Yogisches Handeln im Alltag
Artikel von Dr. Guido Telscher aus dem Yoga Vidya Journal Nr. 29, Herbst 2014
Jeder kann ohne großen Aufwand yogisches Handeln in seinen Alltag integrieren. Hier erfährst du, wie du einige Prinzipien des Yoga Sutra nach Patanjali anwenden und für dich nutzen kannst. Im Alltag ist oft keine Zeit für eine ausgiebige Yogastunde oder den Besuch des Satsangs in einem Ashram, weil neben der Arbeit, den Fahrzeiten, der Hausarbeit, den Hobbys und der Familie einfach keine Zeit bleibt. Und dennoch kannst du auch im Alltag Yoga üben und so in die Yogapraxis einsteigen, in dem du ganz bewusst und achtsam handelst. Dafür gibt uns der Weise Patanjali in seinem Yoga Sutra ein wertvolles Übungssystem für systematische spirituelle und persönliche Entwicklung an die Hand.
Die 5 Yamas
Sie betreffen das Verhalten im Umgang mit anderen Menschen.
Nichtverletzen (Ahimsa):
Die vermutlich wichtigste Regel ist der Verzicht auf jegliche Gewaltanwendung gegenüber Mensch und Tier. Mahatma Gandhi hat gezeigt, was es bedeutet Ahimsa wirklich in letzter Konsequenz zu leben. Eigene Aggressionen beherrschen und Herr über die eigenen Gefühle werden, wenn man einmal wieder im Stau warten muss oder unberechtigterweise kritisiert wird oder die Kinder nerven... Du siehst, das ist nicht einfach. Ernähre dich vegetarisch, auch das ist eine Konsequenz aus Ahimsa, denn die ganze Schöpfung sollte mit einbezogen werden.
Wahrhaftigkeit (Satya):
Nicht minder wichtig und nicht immer ganz leicht zu verwirklichen ist die zweite Regel. „Lügen haben kurze Beine“ hat man mir als Kind beigebracht. Und das stimmt wirklich. Satya heißt, Teile der Wahrheit nicht zu verbergen, auch das wäre ja eine Art Lüge. So kannst du dich immer wieder fragen: Was ist denn die Wahrheit?
Nichtstehlen (Asteya):
Wie in den 10 Geboten der Bibel sollst du nichts an dich nehmen, was dir nicht zusteht. Du denkst: Ich bin doch kein Dieb. Richtig so. So solltest du z.B. als Yogi keine Steuern hinterziehen, denn sie dienen dem Gemeinwesen, das auch dir Raum für dein Leben schafft. Schau, dass du nach dem Satsang deine eigenen Schuhe anziehst, schiele nicht neidisch auf das neue Auto der Nachbarn...
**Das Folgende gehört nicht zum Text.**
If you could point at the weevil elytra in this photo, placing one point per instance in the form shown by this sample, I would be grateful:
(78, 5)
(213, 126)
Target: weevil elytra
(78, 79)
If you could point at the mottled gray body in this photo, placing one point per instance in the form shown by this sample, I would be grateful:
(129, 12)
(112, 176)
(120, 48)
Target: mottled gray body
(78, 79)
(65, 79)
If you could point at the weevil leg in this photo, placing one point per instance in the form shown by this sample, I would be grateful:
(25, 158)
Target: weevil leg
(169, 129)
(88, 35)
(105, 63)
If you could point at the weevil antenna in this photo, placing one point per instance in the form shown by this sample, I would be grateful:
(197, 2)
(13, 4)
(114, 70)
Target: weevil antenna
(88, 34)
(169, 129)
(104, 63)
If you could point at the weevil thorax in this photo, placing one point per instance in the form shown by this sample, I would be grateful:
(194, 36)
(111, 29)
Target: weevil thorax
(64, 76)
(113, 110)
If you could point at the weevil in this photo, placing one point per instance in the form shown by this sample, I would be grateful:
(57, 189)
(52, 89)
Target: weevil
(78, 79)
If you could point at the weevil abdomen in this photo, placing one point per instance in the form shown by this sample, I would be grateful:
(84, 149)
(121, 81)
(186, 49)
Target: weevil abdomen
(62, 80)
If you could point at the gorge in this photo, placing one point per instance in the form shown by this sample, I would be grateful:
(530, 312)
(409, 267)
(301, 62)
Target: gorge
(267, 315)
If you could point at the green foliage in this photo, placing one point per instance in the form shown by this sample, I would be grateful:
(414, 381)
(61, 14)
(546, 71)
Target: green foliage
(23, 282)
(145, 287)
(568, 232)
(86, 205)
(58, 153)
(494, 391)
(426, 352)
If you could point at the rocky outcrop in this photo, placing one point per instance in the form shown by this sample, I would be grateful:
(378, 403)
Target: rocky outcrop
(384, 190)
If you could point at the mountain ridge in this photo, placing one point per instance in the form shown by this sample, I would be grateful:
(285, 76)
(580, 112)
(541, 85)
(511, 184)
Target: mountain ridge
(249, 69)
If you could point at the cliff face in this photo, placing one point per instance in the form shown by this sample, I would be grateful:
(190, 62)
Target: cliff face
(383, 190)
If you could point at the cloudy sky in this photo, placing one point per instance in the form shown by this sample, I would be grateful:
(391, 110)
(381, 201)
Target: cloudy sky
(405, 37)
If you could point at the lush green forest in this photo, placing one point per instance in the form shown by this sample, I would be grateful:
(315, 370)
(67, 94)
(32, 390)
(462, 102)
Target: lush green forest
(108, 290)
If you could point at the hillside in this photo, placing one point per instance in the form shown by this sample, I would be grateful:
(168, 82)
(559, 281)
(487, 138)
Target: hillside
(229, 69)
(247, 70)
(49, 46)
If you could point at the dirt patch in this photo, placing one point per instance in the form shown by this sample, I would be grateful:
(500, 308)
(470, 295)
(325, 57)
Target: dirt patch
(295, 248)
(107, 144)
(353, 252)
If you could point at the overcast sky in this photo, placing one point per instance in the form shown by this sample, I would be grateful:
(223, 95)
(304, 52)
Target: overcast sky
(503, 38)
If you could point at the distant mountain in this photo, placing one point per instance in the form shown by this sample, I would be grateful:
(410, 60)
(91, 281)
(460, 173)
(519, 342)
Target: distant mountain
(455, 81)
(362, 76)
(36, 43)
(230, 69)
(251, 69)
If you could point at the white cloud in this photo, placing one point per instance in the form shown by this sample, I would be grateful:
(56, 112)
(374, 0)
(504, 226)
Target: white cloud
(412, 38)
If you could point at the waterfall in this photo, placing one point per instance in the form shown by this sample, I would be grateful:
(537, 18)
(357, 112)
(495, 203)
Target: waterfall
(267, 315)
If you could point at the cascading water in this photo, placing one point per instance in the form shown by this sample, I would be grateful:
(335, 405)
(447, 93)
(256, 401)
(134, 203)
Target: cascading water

Enthaltsamkeit (Brahmacharya):
Wird oft negativ verstanden als eine sexuelle Haltung ähnlich dem Zölibat. Das ist aber nur ein Teilaspekt. Tue alles, was zu Brahman, dem Absolutem führt, trifft eher den Sinn. Lass dich nicht von deinen Sinnen davon treiben, sondern gehe immer wieder meditativ in dich und suche Gott in allen Dingen, auch in der Sexualität.
Nichtannehmen von Geschenken (Aparigraha):
Sich nicht bestechen lassen und sich nicht in Abhängigkeit begeben. Weniger Verlangen nach Besitz führt nach und nach zur Abwesenheit von Gewinnsucht und weniger materiellem Besitz. Es bedeutet, dass wir darauf achten, nur so viel zu haben, wie wir zum Leben tatsächlich brauchen. Dass ist nicht nur gut für die Umwelt sondern auch gerechter. Spende auch Geld für gute Zwecke und für Menschen in Not.
Die 5 Niyamas
Patanjali fügte den Yamas noch fünf weitere Regeln hinzu. Sie betreffen vor allem den liebevollen Umgang mit sich selber.
Reinheit (Saucha):
Täglich duschen und Zähne putzen – reicht das? Hier geht es um mehr als äußerliche Sauberkeit. Der Körper soll durch Kriyas von innen gereinigt und alle Blockaden gelöst werden. Dann sollte auch der Geist frei von (störenden) Gedanken sein. Damit erst ist Yoga nach Patanjali verwirklicht.
Zufriedenheit (Santosha):
Bleibe bescheiden in deinem ganzen Lebensstil, strebe nicht nach äußerlichem Luxus, so könnte man sagen. Wachse innerlich durch Verzicht.
Selbstdisziplin (Tapas):
Vor Jahrtausenden waren Yogis alle Asketen, die sich methodisch härtesten Übungen und Entbehrungen unterwarfen. Sie verzichteten auf fast alles und wollten so ihr Ego überwinden. Ich muss heute aber kein Einsiedler mehr werden oder tagelang auf einem Bein stehen, Yoga geht auch ohne Selbstkasteiung. Aber eine gewisse Kontrolle über mich und meine Wünsche ist notwendig, sonst kann ich nicht meditieren.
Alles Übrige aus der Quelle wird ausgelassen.